Kegiatan Nan terjadi di Aula BerAKHLAK tersebut diinisiasi oleh raga Kepegawaian dan Pengembangan Sumber Daya Orang (BKPSDM) Kobar, berbarengan menyertakan para pengelola kepegawaian dari seluruh perangkat area. Konsentrasi Primer pembahasan diarahkan pada perubahan pola kerja ASN agar kelebihan praktis dan responsif terhadap perkembangan Era.
Pelaksana Tugas Kepala BKPSDM Kobar, Syahruddin, menegaskan bahwa transformasi budaya kerja Tak meraih diundur, terutama internal menjalani tuntutan pelayanan publik Nan makin Bergerak. keliru Esa jejak Nan didorong Ialah penerapan skema Work From beranda (WFH) secara terbatas.
Menurut Beliau, Kobar ketika ini berperan Esa-satunya area di Kalimantan inti Nan belum menerapkan WFH. dikarenakan itu, penyesuaian policy dinilai Krusial agar sejalan berbarengan arahan rezim inti, tak memakai mengabaikan disiplin dan tanggung tanggapi ASN.
“WFH akan mulai dijalankan Esa saat internal sepekan, Merupakan setiap Jumat, dan hanya Beraksi distribusi ASN Nan memenuhi kriteria tertentu,” ujarnya.

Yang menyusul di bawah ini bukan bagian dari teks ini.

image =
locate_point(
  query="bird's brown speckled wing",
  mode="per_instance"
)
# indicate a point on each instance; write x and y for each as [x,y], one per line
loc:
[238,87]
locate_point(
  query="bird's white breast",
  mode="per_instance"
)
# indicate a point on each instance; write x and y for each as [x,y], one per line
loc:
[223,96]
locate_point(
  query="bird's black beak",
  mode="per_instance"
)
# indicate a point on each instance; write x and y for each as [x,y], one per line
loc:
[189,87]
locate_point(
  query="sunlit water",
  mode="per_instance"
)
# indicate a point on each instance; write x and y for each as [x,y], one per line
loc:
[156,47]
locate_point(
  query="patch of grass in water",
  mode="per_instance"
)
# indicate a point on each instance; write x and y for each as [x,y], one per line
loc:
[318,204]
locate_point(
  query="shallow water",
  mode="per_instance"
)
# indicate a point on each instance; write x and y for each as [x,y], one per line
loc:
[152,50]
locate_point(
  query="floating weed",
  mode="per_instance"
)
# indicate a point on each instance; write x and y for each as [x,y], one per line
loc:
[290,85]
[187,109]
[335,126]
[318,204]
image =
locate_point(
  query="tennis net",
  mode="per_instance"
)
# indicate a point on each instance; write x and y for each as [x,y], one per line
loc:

Ia menegaskan, penerapan WFH bukan berarti menekan kinerja. ASN tetap dituntut bekerja optimal dari Letak masing-masing, berbarengan kontrol Nan melekat dari atasan langsung sebagai bentuk kontrol kinerja.
Selain topik pola kerja, rapat koordinasi juga membahas sejumlah persoalan teknis kepegawaian, seperti anomali informasi Sasaran Kinerja Pegawai (SKP), petunjuk teknis pemberian pelengkap Penghasilan Pegawai (TPP), hingga penguatan realisasi e-SAKIP guna menaikkan akuntabilitas kinerja instansi rezim.

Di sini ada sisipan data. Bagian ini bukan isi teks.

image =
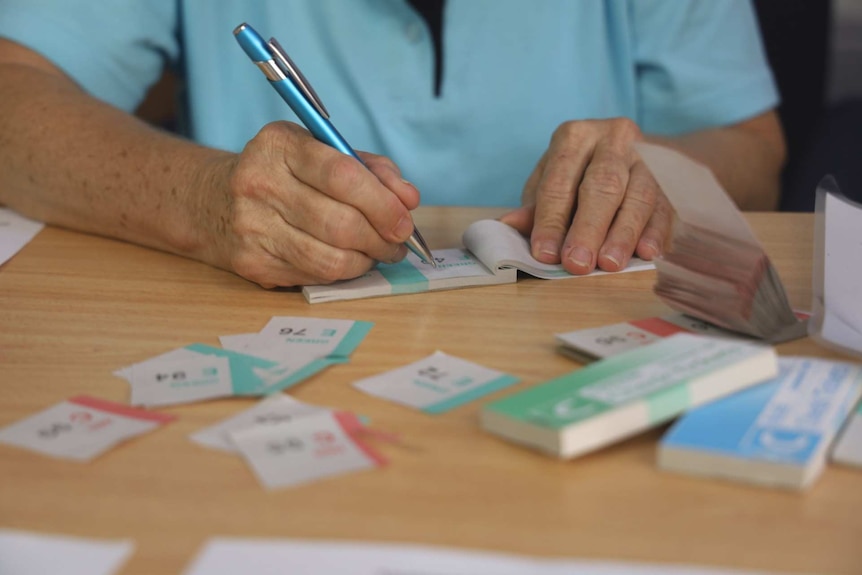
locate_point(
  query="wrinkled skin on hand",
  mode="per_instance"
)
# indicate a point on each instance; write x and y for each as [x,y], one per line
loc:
[591,202]
[290,210]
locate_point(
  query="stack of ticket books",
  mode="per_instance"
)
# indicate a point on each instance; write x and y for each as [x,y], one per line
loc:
[628,393]
[776,434]
[716,269]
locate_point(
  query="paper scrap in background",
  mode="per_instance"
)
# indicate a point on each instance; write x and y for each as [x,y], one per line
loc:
[274,409]
[16,231]
[250,375]
[228,556]
[29,553]
[287,338]
[305,449]
[775,434]
[837,281]
[848,448]
[716,269]
[437,383]
[81,428]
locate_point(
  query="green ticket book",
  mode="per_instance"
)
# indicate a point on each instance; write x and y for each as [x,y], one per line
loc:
[628,393]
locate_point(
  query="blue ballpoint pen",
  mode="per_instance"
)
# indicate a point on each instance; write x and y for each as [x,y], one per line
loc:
[291,85]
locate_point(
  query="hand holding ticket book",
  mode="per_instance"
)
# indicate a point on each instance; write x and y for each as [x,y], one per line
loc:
[716,269]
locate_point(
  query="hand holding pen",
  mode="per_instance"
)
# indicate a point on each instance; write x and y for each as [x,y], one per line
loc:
[288,81]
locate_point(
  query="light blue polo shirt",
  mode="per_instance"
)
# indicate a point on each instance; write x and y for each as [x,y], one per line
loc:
[513,71]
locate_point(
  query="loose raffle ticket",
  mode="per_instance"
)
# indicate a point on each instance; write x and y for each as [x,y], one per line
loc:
[284,441]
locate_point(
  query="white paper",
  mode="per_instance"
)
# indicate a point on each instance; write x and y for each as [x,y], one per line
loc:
[181,381]
[493,254]
[837,318]
[436,383]
[16,231]
[270,411]
[178,354]
[303,450]
[498,245]
[77,431]
[227,556]
[299,339]
[695,194]
[27,553]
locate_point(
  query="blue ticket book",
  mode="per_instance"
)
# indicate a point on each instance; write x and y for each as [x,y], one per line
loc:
[777,433]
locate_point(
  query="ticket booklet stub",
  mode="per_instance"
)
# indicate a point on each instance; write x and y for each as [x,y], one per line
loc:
[622,395]
[775,434]
[81,428]
[493,253]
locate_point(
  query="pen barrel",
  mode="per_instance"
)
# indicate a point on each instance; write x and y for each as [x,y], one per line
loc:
[321,128]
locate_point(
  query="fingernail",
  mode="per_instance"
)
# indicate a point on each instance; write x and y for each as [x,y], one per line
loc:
[547,251]
[403,228]
[615,256]
[398,254]
[581,257]
[651,247]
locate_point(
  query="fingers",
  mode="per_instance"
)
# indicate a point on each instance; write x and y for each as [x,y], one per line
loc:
[349,182]
[556,189]
[631,219]
[390,176]
[520,219]
[600,195]
[657,231]
[303,213]
[286,256]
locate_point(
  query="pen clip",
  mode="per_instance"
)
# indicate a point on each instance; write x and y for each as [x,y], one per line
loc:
[291,70]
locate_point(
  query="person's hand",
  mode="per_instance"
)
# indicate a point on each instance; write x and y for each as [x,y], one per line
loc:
[290,210]
[591,201]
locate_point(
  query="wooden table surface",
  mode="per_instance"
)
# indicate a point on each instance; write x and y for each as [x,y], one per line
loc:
[74,308]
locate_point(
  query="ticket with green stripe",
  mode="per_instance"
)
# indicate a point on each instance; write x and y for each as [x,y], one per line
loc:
[493,253]
[627,393]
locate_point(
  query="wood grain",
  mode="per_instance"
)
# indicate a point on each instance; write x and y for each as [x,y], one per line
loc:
[74,308]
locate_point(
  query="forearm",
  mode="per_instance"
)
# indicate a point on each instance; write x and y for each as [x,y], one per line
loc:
[70,160]
[746,158]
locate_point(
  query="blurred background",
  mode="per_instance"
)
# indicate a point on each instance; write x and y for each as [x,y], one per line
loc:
[815,49]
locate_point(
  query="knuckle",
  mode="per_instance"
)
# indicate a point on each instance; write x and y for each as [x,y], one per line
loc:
[249,266]
[626,128]
[343,173]
[341,229]
[568,133]
[335,266]
[604,182]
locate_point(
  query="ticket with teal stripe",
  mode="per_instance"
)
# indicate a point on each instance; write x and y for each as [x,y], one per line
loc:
[455,268]
[629,392]
[436,384]
[493,253]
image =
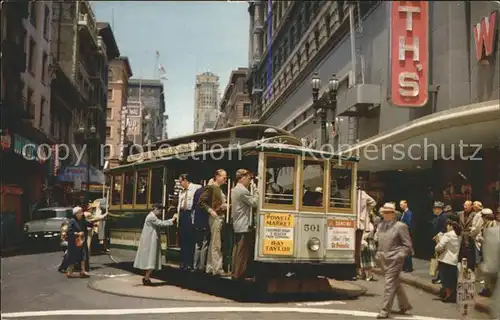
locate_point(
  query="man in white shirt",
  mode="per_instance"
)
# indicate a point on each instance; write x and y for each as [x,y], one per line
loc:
[185,209]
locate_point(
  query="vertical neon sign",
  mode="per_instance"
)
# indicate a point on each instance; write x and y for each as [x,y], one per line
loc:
[269,46]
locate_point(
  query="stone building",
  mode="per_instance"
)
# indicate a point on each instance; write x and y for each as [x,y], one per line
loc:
[404,110]
[235,102]
[206,101]
[118,78]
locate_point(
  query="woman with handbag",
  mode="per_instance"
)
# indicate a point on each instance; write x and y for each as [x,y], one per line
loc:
[447,250]
[77,238]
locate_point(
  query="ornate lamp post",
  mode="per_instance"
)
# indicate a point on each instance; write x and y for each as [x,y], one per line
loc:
[324,104]
[87,136]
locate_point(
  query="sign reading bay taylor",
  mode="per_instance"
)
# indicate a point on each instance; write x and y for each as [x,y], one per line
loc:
[278,234]
[409,53]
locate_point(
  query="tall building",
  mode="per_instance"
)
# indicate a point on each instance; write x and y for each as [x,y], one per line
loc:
[235,102]
[398,105]
[149,97]
[206,101]
[118,78]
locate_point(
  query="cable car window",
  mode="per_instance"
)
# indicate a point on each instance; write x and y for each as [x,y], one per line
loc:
[116,190]
[141,189]
[313,183]
[341,185]
[128,188]
[156,195]
[280,180]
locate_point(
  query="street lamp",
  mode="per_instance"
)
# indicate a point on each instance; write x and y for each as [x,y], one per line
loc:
[325,103]
[87,136]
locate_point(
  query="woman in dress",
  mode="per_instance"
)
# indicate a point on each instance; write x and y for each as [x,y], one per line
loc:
[77,238]
[148,256]
[368,249]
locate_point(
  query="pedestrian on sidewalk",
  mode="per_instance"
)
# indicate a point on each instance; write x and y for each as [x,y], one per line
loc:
[488,222]
[447,250]
[148,256]
[365,204]
[407,218]
[438,227]
[394,246]
[467,247]
[77,241]
[369,249]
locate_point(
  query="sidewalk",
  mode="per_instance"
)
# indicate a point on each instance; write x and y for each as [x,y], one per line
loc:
[421,279]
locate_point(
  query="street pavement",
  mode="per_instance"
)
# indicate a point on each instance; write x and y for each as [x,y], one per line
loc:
[32,288]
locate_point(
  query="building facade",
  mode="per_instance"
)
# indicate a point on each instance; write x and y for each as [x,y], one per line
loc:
[118,78]
[206,101]
[149,95]
[435,94]
[235,102]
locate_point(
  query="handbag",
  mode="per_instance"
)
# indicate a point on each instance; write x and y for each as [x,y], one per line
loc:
[491,250]
[433,267]
[79,241]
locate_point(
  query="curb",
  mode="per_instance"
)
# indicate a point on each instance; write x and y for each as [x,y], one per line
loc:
[430,288]
[91,285]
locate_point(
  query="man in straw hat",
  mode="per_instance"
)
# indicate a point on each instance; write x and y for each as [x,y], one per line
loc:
[394,246]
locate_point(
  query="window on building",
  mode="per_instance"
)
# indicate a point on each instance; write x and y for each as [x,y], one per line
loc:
[156,195]
[328,20]
[246,110]
[33,13]
[46,22]
[31,61]
[128,188]
[42,113]
[30,102]
[45,60]
[116,190]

Melalui Lembaga ini, Pemkab Kobar semoga seluruh perangkat area Mempunyai kesamaan jejak internal membangun aparatur Nan profesional, transparan, dan berorientasi pada output, sekaligus menandai perubahan menuju server kerja Nan kelebihan modern, Luwes, namun tetap terukur.